The Bank of Zambia-BOZ has said that the general public should not mistake the slowdown in inflation to mean a reduction in commodity prices clarifying that inflation depicts the rate at which prices increase and not decrease.
BOZ Director Economics, Jonathan Chipili clarified that the current rate of inflation simply means that commodity prices will continue to rise but at a slower rate of 9.7% as opposed to a higher rate of increase at 24% last year.
Several stakeholders, people, businesses and online blogs have been questioning how commodity prices remain high with some continuing to rise while the country has reported reduced inflation from over 24 % last year to a single-digit rate of 9.7 for the month of June.
Mr Chipili said that the single-digit inflation rate towards the bank of Zambia’s target of 6 to 8 %, does not mean prices will go down but that with slowed-down inflation, prices will be rising at a more desirable rate as opposed to when inflation is high.
Mr Chipili added that the current inflation rate is attributable to the stable exchange rate, the reduced price of maize due to the country enjoying a surplus in production and the gains made by the kwacha, as well as the high supply of vegetables on the market.
Zambia’s inflation rate dropped below 10% for the first time in almost three years in June, against a global trend of record consumer-price growth.
Prices rose 9.7% from a year earlier, compared with 10.2%% in May, interim Statistician-General Mulenga Musepa told reporters Thursday in Lusaka, the capital. The last time the southern African nation’s inflation rate was under 10% was in August 2019. Annual food-price growth slowed to 11.9% in June, compared with 12.3% in the previous month, and non-food inflation decelerated to 6.9% from 7.5%. Costs climbed 0.9% in the month.
According to Bloomberg, inflation surged toward the end of 2020 and peaked at 24.6% in the middle of last year. The acceleration was largely driven by a sell-off of the kwacha and its dollar-denominated debt after Zambia became Africa’s first pandemic-era sovereign defaulter in November 2020.

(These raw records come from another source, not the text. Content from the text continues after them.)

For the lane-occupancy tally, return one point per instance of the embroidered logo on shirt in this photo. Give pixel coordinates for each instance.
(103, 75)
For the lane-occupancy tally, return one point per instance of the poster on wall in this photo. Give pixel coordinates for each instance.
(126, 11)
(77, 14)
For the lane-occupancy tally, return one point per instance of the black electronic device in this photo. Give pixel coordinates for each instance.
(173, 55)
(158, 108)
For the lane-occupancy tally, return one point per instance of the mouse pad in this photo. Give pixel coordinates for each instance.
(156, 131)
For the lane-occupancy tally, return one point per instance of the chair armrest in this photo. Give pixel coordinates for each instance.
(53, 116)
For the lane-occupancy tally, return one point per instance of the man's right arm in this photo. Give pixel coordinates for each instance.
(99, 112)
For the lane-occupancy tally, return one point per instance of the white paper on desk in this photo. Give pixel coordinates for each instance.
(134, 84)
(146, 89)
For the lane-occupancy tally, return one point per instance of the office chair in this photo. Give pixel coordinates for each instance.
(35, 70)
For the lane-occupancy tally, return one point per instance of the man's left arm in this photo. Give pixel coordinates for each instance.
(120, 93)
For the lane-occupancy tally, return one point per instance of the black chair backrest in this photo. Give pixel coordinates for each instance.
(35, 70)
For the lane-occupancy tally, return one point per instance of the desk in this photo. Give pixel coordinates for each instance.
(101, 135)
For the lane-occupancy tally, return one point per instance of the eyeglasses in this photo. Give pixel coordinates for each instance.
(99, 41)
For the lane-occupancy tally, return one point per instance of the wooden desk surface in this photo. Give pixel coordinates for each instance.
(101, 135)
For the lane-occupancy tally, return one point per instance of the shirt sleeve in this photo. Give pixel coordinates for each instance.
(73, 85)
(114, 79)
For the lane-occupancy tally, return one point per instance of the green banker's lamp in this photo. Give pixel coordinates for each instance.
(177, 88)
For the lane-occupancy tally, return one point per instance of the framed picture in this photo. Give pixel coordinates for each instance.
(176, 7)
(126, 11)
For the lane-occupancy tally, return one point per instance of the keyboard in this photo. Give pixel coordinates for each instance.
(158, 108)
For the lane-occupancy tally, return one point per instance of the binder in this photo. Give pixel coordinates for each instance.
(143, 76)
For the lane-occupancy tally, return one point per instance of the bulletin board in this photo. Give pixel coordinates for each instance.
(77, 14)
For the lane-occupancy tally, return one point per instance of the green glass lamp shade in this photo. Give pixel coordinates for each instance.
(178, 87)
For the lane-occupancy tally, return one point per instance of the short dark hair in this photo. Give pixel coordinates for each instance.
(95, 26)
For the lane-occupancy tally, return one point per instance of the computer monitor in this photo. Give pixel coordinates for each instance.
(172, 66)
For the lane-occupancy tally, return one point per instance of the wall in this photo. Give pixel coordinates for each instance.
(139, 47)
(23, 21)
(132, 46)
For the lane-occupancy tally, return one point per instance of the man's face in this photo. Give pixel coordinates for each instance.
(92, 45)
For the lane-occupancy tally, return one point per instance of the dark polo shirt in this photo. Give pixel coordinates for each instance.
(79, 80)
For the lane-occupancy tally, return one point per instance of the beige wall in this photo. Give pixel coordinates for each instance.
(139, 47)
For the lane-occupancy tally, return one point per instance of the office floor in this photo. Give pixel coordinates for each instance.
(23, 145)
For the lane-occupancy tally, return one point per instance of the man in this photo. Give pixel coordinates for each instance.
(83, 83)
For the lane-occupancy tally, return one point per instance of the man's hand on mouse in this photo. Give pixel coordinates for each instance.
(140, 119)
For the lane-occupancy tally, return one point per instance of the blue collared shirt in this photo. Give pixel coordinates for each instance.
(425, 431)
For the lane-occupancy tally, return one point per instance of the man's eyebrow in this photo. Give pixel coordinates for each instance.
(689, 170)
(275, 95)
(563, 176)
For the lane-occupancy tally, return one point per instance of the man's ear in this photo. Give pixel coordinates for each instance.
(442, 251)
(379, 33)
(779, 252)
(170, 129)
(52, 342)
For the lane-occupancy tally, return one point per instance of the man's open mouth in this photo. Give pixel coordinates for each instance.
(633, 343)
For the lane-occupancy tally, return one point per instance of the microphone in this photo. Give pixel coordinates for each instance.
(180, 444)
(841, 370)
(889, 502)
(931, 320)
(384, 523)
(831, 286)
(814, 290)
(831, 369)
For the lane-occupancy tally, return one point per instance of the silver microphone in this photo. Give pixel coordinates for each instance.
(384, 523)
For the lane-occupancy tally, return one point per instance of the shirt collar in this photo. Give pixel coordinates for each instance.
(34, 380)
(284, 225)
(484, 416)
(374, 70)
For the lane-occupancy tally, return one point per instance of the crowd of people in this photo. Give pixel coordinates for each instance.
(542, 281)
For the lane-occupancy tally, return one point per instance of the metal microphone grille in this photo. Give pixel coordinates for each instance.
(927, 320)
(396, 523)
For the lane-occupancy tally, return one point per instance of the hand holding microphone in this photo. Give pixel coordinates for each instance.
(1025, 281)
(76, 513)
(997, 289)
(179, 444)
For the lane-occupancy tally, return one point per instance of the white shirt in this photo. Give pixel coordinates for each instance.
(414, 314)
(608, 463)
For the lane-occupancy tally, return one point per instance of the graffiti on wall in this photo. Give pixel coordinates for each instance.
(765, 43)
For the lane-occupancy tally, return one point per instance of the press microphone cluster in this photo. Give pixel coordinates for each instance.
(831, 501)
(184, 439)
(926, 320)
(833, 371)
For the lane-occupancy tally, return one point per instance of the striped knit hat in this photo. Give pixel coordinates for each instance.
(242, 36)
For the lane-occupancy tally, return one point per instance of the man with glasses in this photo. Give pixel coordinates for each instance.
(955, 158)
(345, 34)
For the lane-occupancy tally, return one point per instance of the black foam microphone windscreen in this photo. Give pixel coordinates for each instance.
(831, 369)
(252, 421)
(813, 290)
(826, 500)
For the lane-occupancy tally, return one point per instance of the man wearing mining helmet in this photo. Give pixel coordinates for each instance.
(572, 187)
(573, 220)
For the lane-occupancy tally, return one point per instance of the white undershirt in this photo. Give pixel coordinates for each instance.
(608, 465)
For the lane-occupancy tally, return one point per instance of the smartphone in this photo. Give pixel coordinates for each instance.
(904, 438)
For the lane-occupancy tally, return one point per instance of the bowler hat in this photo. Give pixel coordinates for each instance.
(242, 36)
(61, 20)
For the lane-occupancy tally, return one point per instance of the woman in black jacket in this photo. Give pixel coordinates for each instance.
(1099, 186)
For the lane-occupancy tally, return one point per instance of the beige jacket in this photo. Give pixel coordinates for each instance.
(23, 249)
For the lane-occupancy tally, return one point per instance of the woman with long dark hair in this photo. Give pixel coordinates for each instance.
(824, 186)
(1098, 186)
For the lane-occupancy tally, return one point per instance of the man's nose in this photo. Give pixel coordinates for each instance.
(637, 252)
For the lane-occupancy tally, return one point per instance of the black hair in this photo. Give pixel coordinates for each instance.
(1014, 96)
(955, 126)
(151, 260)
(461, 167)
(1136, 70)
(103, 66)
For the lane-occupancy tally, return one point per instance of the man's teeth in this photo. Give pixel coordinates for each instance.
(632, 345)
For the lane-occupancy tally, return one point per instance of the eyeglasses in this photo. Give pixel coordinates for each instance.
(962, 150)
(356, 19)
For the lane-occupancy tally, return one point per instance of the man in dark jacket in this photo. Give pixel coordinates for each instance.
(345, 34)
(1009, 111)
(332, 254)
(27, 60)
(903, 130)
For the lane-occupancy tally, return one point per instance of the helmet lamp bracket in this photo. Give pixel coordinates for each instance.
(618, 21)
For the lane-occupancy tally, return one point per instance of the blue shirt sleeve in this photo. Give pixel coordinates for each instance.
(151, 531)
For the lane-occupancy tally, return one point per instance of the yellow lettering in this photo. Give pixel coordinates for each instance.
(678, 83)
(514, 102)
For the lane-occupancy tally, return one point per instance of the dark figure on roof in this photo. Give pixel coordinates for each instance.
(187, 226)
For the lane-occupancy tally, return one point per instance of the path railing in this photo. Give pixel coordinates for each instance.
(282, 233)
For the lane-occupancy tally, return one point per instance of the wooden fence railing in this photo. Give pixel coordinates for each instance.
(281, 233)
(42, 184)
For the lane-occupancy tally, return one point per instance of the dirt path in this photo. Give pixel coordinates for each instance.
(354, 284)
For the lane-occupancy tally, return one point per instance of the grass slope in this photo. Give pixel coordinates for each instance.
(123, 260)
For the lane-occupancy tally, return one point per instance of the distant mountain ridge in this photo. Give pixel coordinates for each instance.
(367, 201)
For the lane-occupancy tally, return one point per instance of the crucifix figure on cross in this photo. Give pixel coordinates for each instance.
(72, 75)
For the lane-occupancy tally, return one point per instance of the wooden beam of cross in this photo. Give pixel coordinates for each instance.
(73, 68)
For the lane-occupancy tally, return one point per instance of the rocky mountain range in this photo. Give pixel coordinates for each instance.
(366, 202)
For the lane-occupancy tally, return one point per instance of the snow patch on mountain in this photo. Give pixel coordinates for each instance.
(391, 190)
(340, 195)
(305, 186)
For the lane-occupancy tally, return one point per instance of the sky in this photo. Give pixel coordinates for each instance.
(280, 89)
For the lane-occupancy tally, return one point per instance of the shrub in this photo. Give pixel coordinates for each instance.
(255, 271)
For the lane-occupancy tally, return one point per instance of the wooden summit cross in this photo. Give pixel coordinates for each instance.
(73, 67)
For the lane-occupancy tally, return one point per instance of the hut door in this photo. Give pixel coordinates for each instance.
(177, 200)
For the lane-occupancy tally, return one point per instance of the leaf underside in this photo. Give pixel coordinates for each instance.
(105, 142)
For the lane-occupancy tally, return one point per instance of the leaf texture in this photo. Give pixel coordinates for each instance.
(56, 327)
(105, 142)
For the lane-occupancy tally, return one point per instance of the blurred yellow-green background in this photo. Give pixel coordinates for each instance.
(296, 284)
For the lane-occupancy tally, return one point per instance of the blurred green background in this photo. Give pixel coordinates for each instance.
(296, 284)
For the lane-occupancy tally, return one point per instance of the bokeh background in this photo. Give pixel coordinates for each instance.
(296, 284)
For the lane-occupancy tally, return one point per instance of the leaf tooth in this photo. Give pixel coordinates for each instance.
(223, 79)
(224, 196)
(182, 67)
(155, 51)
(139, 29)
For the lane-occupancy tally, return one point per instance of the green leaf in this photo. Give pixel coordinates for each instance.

Optimism over the nation’s economy since the election of Hakainde Hichilema as president in August, a potential debt restructuring and a $1.4 billion bailout package from the International Monetary Fund has seen a rally in the kwacha. That’s helped contain prices that are increasing due to supply-chain disruptions stemming from the war in Ukraine and intermittent Covid-19 lockdowns.
The kwacha has gained almost 33% against the dollar in the last 12 months, making it the second best-performing currency after the Russian ruble.
The sustained slowdown in inflation may give the monetary policy committee room to hold rates and aid the economy’s rebound when it meets in August. Last month, the central bank projected inflation will average 12.5% this year and will decline toward its target range of 6% to 8% by the end of 2023.